As Minister of Health Dr Jane Ruth Aceng noted at the report’s launch, “Mental health is not just a clinical issue; it is a developmental issue affecting human capital, service delivery, and socio-economic resilience.”
Uganda’s ambition to grow its economy tenfold by 2040 will not be achieved while a significant share of its population carries unaddressed psychological suffering.
The solution does not lie in building isolated specialised clinics that most Ugandans cannot easily reach or afford. The most scalable and effective response is care embedded in communities — delivered through decentralised services in local health centres, schools, and trusted community spaces, and through group-based, lay-delivered talk therapies rooted in the culture, language, and daily realities of the people they serve.
Mental health is never experienced in isolation. It is felt in relationships. A person treated for depression does not only recover for themselves — their children’s lives improve, neighbours notice the change, and communities begin to shift.
They show up differently at the borehole, in the market, at the school gate, and at work. They become, once again, full participants in community life.

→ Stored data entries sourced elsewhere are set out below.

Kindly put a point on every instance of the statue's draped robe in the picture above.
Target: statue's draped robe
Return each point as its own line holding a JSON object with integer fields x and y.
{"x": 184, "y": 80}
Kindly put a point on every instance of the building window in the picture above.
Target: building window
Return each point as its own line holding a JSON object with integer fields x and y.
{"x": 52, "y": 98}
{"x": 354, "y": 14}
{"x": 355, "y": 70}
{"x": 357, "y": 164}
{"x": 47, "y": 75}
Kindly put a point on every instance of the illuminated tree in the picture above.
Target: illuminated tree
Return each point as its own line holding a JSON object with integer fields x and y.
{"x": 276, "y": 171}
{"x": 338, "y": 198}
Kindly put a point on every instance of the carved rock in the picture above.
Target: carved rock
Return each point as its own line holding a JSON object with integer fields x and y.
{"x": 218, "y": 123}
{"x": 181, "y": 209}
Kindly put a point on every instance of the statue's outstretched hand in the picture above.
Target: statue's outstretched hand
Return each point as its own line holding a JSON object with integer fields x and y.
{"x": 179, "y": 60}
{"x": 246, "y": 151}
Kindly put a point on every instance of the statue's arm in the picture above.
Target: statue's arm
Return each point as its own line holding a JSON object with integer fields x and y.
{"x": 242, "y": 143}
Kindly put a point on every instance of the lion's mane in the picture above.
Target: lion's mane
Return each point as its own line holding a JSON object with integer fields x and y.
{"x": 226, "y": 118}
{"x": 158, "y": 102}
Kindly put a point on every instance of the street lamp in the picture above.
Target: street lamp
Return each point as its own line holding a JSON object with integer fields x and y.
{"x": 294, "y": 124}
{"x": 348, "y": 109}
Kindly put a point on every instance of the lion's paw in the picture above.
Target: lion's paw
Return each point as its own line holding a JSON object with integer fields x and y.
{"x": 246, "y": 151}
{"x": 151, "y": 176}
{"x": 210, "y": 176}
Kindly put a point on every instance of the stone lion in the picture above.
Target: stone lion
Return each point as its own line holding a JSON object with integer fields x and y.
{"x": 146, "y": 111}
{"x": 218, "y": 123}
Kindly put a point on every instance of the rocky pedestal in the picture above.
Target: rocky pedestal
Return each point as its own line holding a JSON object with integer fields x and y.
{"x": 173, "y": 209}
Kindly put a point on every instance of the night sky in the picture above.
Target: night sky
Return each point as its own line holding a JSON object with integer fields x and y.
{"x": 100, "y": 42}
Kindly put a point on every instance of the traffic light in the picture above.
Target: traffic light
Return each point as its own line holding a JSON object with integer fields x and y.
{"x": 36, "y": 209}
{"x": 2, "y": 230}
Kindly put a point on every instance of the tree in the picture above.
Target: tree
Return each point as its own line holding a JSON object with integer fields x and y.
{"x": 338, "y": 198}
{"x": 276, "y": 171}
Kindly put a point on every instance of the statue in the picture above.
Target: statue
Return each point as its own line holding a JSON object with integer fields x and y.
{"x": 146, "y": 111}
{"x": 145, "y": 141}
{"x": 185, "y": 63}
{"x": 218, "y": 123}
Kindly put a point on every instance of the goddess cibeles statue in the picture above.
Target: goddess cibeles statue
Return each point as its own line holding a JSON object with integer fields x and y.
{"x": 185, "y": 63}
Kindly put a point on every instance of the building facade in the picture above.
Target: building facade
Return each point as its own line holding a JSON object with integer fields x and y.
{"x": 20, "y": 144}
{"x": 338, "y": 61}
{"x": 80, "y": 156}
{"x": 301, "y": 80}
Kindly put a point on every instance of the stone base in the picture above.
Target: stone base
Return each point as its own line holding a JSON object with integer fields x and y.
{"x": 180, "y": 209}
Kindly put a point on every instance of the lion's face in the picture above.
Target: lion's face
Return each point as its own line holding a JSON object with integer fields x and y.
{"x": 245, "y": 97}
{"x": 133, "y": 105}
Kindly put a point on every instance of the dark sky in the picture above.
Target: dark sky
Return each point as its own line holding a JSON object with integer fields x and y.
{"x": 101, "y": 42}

When a mother recovers, her household recovers. When a neighbour heals, the community around them shifts. Good days, when they come, ripple outward through families, local economies, schools, and generations.
This is not sentiment; it is the mechanism through which community mental health care multiplies its own impact.
The “together” in this year’s theme is not decorative. It extends far beyond the health sector. Mental health is an education issue, a workplace issue, and a finance issue.
It demands action from schools, churches, mosques, employers, community leaders, and government alike. If Uganda is to achieve its ambition of growing its economy tenfold by 2040, three priorities must be acted on now:
- Fund the Integration. Fully finance the government’s commitment to integrate mental health into primary healthcare. A commitment without a budget is a wish.
- Pass the Guidelines. Swiftly finalise and implement the operational guidelines for the Mental Health Act 2018. Uganda’s Mental Health Act was a landmark, but good laws alone do not produce good days.
- Claim Cross-Sector Ownership. Mental health is not the Ministry of Health’s responsibility alone. It requires active policy and cultural shifts from employers, educators, religious leaders, and financial planners. Every sector that touches Ugandan lives has a role to play.
What would a good day look like for the woman in your neighbourhood who has been struggling in silence? For the young employee whose performance has been declining for reasons no one has asked about? For the student who is physically present in class but absent in every other sense?
Mental Health Awareness Month ends on May 31. The crisis it highlights will not. Uganda has already named its emergency. What remains is action — with the seriousness, resources, and collective will that more good days for all Ugandans require.
Charlotte Oloya is Deputy Country Director at StrongMinds Uganda, a non-profit providing community-based group therapy for depression across Sub-Saharan Africa.